Working the Infrastructure


Die micrograph of Intel's Dunnington 6-core pr...

Image via Wikipedia

I ran across a couple of interesting blog posts that got me thinking about infrastructure and automation.

The first was from Markus Frind, the CEO of Plentyoffish.com. Markus reported that according to hitwise.com, Plentyoffish was the 13th most heavily trafficed site last year. It may be the most popular site you've never heard of if you're not into online dating.

The interesting part of that is that all this is done with just a handful of servers.

  • PlentyOfFish (POF) gets 1.2 billion page views/month, and 500,000 average unique logins per day. The peak season is January, when it will grow 30 percent.
  • POF has one single employee: the founder and CEO Markus Frind.
  • Makes up to $10 million a year on Google ads working only two hours a day.
  • 30+ Million Hits a Day (500 - 600 pages per second).
  • 1.1 billion page views and 45 million visitors a month.
  • Has 5-10 times the click through rate of Facebook.
  • A top 30 site in the US based on Competes Attention metric, top 10 in Canada and top 30 in the UK.
  • 2 load balanced web servers with 2 Quad Core Intel Xeon X5355 @ 2.66Ghz), 8 Gigs of RAM (using about 800 MBs), 2 hard drives, runs Windows x64 Server 2003.
  • 3 DB servers. No data on their configuration.
  • Approaching 64,000 simultaneous connections and 2 million page views per hour.
  • Internet connection is a 1Gbps line of which 200Mbps is used.
  • 1 TB/day serving 171 million images through Akamai.
  • 6TB storage array to handle millions of full sized images being uploaded every month to the site.
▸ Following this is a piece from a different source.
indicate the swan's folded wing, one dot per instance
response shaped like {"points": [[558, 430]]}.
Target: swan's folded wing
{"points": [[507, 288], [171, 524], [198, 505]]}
Did you catch that? The 13th biggest Web site by visitors is run on five servers! I'm in awe. Note that these are Windows servers.

The seconds was a post about Gnip's numbers:

  • 99.9%: the Gnip service has 99.9% up-time.
  • 0: we have had zero Amazon Ec2 instances fail.
  • 10: ten Ec2 instances, of various sizes, run the core, redundant, message bus infrastructure.
  • 2.5m: 2.5 million unique activities are HTTP POSTed (pushed) into Gnip's Publisher front door each day.
  • 2.8m: 2.8 million activities are HTTP POSTed (pushed) out Gnip's Consumer back door each day.
  • 2.4m: 2.4 million activities are HTTP GETed (polled) from Gnip's Consumer back door each day.
  • $0: no money has been spent on framework licenses (unless you include "AWS").
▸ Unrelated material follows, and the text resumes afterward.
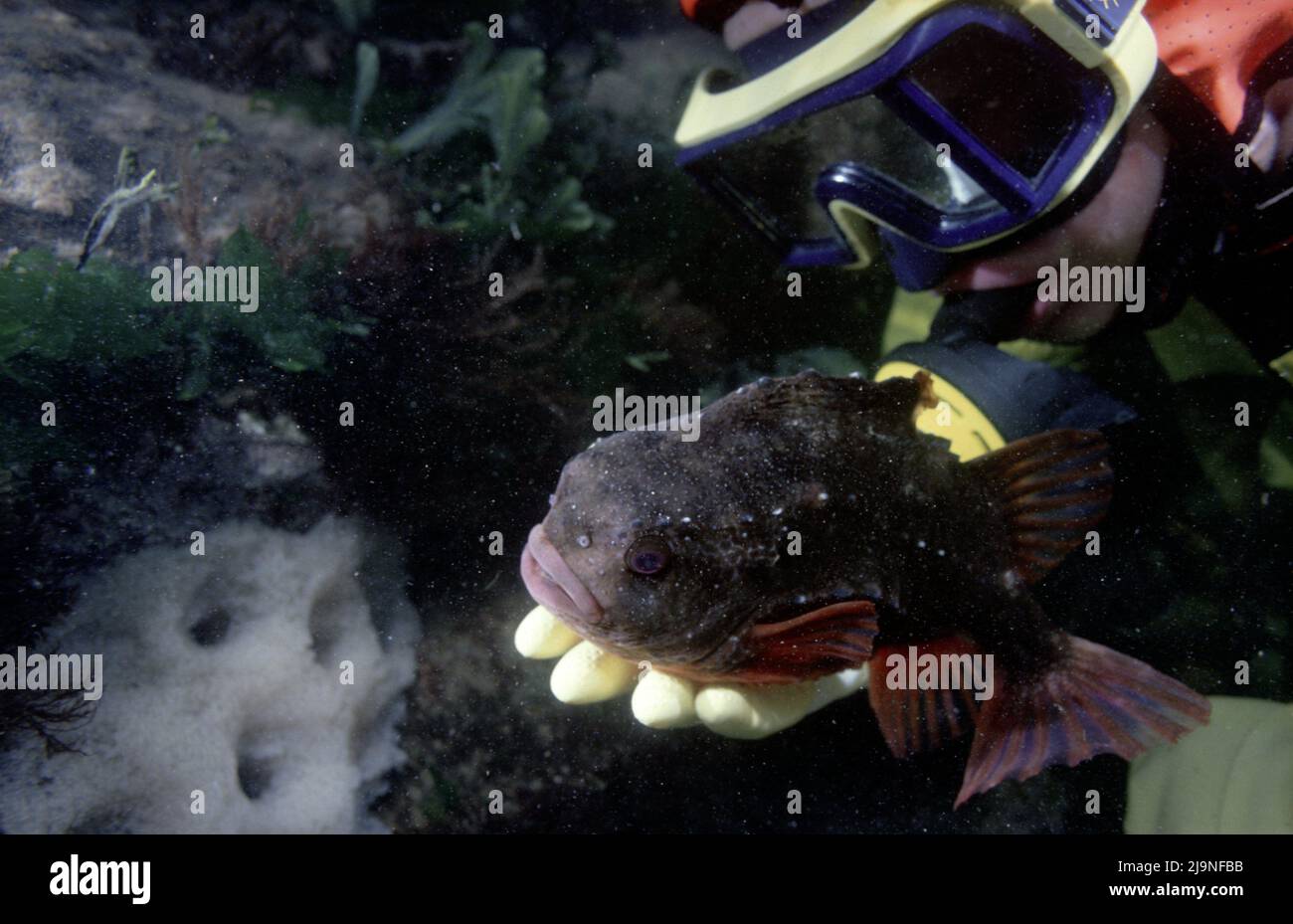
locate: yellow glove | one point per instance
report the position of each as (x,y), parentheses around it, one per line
(589,674)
These too are impressive numbers in their own way. Built entirely on EC2, this is a service that represents a different way to skin the cat with cloud-based computing.
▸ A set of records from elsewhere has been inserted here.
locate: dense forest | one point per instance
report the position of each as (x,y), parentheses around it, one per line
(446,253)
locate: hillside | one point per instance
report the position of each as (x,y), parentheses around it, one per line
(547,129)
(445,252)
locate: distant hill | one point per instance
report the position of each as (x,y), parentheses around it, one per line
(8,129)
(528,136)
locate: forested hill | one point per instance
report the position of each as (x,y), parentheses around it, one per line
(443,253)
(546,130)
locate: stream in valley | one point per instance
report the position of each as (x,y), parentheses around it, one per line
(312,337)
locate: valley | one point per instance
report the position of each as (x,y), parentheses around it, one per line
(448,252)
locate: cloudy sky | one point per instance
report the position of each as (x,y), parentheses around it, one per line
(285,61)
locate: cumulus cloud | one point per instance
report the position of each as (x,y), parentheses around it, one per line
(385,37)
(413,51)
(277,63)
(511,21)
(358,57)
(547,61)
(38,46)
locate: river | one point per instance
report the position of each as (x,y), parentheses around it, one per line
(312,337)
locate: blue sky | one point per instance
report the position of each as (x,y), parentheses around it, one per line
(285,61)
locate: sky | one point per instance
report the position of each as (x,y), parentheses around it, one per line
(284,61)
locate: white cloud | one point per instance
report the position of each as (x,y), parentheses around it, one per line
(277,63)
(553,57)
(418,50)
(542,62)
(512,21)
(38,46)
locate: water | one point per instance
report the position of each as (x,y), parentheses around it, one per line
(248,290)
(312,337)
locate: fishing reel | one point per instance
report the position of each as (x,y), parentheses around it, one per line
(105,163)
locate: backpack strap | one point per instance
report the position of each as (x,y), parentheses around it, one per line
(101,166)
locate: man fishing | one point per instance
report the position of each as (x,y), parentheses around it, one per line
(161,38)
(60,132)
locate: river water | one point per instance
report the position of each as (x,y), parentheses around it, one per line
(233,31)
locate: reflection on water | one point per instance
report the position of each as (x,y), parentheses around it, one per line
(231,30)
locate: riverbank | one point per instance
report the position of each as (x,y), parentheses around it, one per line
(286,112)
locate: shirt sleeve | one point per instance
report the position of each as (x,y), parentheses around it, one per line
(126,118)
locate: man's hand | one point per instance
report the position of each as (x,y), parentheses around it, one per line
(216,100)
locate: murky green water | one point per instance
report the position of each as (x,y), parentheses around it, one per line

One of the things I liked about the Gnip post was their discussion of architecture and simplicity. One thing struck me: no database.

The reason that stands out is that that was a major design goal for me as I set out to design and build the Kynetx Network Service (KNS) that forms the core of out product offering. I've had such headaches managing services with databases that I was determined to keep them out. We made tough decisions sometimes that would have been easier to do with a database in that architecture.

Sometimes that works and sometimes it doesn't. In the case of a dating site, it's hard to imagine how some kind of database wouldn't be central to the design. In the case of Gnip or Kynetx, the service can and should be delivered without it. Plentyoffish has scaled well by scaling vertically (5 beefy servers) whereas Gnip and KNS are designed to scale horizontally virtually forever.